Revisi UU Kejaksaan Ancam Independensi Penegakan Hukum


Jakarta, MI - Praktisi hukum dan politik, Bambang Riyanto, menyoroti perubahan dalam Undang-Undang Nomor 11 Tahun 2021 tentang Kejaksaan. Bambang Riyanto menggarisbawahi Pasal 8 ayat 5, yang menyatakan bahwa pemeriksaan terhadap jaksa harus mendapat izin dari Jaksa Agung.
"Ada beberapa poin dalam revisi yang sangat penting untuk dikaji ulang. Salah satunya Pasal 8 ayat 5 yang menyatakan bahwa pemeriksaan terhadap jaksa harus mendapat izin dari Jaksa Agung," kata Bambang dalam diskusi bertajuk "Kejaksaan Superbody dan Ancaman Kekuasaan Absolut" yang diselenggarakan di Gedung Theater Prof. Qodri Azizy ISDB, Fakultas Syariah & Hukum, UIN Walisongo, Semarang dikutip pada Senin (24/3/2025).
Bambang menilai aturan ini berpotensi menghambat transparansi dan menurunkan akuntabilitas kejaksaan. "Ini bisa berdampak pada independensi dan akuntabilitas dalam proses hukum," kata Bambang.
Selain itu, Pasal 11A ayat 2 terkait rangkap jabatan juga dikhawatirkan dapat memicu konflik kepentingan. Sementara itu, Pasal 30B huruf b, yang memberikan wewenang kepada Kejaksaan untuk menciptakan kondisi yang mendukung pelaksanaan pembangunan, dinilai terlalu luas sehingga berisiko disalahgunakan.
Pasal 30B huruf e, yang mengatur pengawasan terhadap multimedia, turut menjadi sorotan karena dinilai bisa membatasi kebebasan berekspresi di ruang digital. Polemik juga muncul terkait perluasan kewenangan kejaksaan dalam revisi ini, termasuk pemberian senjata api bagi jaksa untuk keperluan perlindungan diri.

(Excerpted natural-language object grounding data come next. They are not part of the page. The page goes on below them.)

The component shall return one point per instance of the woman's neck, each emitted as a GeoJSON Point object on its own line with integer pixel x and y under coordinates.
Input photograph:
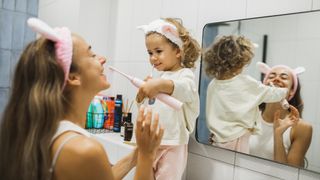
{"type": "Point", "coordinates": [270, 109]}
{"type": "Point", "coordinates": [78, 109]}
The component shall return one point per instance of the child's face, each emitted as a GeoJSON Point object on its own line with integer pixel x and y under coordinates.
{"type": "Point", "coordinates": [162, 55]}
{"type": "Point", "coordinates": [90, 66]}
{"type": "Point", "coordinates": [281, 77]}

Meski dimaksudkan untuk meningkatkan keamanan, kebijakan ini menuai kekhawatiran karena dinilai berpotensi disalahgunakan jika tidak diimbangi dengan mekanisme kontrol yang ketat.
Menanggapi berbagai kritik, Kejaksaan Agung menegaskan bahwa revisi UU Kejaksaan bertujuan untuk memperkuat peran institusi tersebut dalam mengendalikan perkara atau dominus litis.
Kepala Pusat Penerangan Hukum (Kapuspenkum) Kejagung, Harli Siregar, menjelaskan bahwa konsep dominus litis merupakan standar universal yang diterapkan di berbagai negara.
"Dominus litis itu norma yang berlaku secara universal di seluruh dunia. Apakah kita ingin meninggalkan prinsip fundamental ini?" kata Harli.
Ia juga mengajak masyarakat untuk menelaah revisi UU Kejaksaan secara objektif serta tidak mudah terpengaruh oleh narasi yang menyudutkan institusi tersebut.
Meskipun Kejaksaan Agung menegaskan bahwa revisi ini bertujuan untuk memperkuat sistem hukum, berbagai pihak tetap mendesak agar ada kajian lebih mendalam agar perubahan tersebut tidak justru mengancam prinsip keadilan dan demokrasi.